Refleksi
Saat Janji Jokowi Tinggal Mimpi: Ekonomi RI Melesat 7%
Anthony Kevin, CNBC Indonesia
06 November 2019 09:46

Salah satu hal yang membuat perekonomian terus saja terpuruk adalah Indonesia yang makin tak kompetitif.
Belum lama ini, World Economic Forum merilis publikasi The Global Competitiveness Report edisi 2019. Publikasi ini berisi kajian dari World Economic Forum terkait dengan daya saing dari berbagai negara di belahan dunia.

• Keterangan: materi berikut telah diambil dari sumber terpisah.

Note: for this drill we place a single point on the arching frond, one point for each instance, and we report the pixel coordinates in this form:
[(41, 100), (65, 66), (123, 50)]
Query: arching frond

Pada tahun 2019, Indonesia berada di posisi 50 dari total 141 negara yang disurvei oleh World Economic Forum. Posisi Indonesia pada tahun 2019 melorot hingga lima peringkat jika dibandingkan posisi pada tahun 2018.

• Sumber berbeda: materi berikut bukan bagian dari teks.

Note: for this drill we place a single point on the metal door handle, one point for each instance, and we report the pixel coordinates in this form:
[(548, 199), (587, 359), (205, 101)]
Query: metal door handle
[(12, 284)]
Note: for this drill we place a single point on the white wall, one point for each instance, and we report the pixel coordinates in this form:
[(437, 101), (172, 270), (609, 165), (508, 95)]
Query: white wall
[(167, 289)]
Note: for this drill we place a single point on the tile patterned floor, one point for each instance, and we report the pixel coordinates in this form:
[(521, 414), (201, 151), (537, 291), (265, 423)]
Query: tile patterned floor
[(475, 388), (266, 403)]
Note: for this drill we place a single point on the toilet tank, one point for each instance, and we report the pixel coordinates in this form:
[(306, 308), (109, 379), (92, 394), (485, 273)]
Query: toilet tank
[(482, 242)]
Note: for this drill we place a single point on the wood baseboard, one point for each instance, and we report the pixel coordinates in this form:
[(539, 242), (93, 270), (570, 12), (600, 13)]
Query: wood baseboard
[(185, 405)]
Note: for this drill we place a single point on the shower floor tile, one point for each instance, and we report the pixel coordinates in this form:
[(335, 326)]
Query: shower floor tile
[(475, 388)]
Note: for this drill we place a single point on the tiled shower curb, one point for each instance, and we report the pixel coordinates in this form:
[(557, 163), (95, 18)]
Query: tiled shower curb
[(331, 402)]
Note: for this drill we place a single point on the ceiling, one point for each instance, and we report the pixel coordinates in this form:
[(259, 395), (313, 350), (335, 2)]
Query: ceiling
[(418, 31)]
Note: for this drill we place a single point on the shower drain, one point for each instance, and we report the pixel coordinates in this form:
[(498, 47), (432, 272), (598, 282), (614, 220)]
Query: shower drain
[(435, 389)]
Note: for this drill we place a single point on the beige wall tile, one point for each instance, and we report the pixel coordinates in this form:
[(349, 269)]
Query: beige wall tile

Skor Global Competitiveness Index 4.0 Indonesia pada tahun 2019 adalah sebesar 64,6, turun 0,3 poin jika dibandingkan capaian tahun 2018.
Jika dibandingkan dengan negara-negara Asia Timur dan Pasifik, Indonesia berada di posisi 10. Jika dibandingkan dengan negara-negara ASEAN, posisi Indonesia adalah di peringkat empat. Indonesia kalah dari Singapura (peringkat 1), Malaysia (peringkat 27), dan Thailand (peringkat 40).
Ada empat indikator yang mendasari penilaian dari World Economic Forum terhadap daya saing dari sebuah negara. Keempat indikator tersebut adalah iklim perekonomian, kondisi pasar, kualitas sumber daya manusia, serta ekosistem inovasi. Setiap indikator tersebut memiliki sub-indikatornya masing-masing yang jika ditotal berjumlah 12 sub-indikator.
Khusus untuk Indonesia, ada beberapa sub-indikator yang perlu membuat kita mengelus dada lantaran capaiannya berada di posisi yang jauh dari kata menggembirakan.
Pertama, terkait dengan infrastruktur. Memang, Jokowi sudah banting tulang di periode pertamanya guna memperbaiki kualitas infrastruktur di tanah air yang seringkali membuat pelaku usaha geleng-geleng kepala.
Tapi nyatanya, kualitas infrastruktur Indonesia saat ini masih berada di peringkat 72 dari 141 negara. Jelas dibutuhkan pembangunan infrastruktur yang lebih masif dan cerdas lagi untuk bisa memperbaiki sub-indikator ini.
Selain itu, adopsi teknologi informasi dan komunikasi juga membuat Indonesia menjadi negara yang lemah daya saingnya. Di sub-indikator ini, Indonesia menempati peringkat 72 dari 141 negara.
Kemudian, pasar tenaga kerja Indonesia juga patut mendapatkan perhatian dari pemerintah. Kondisi pasar tenaga kerja Indonesia menempati peringkat 85 dari 141 negara.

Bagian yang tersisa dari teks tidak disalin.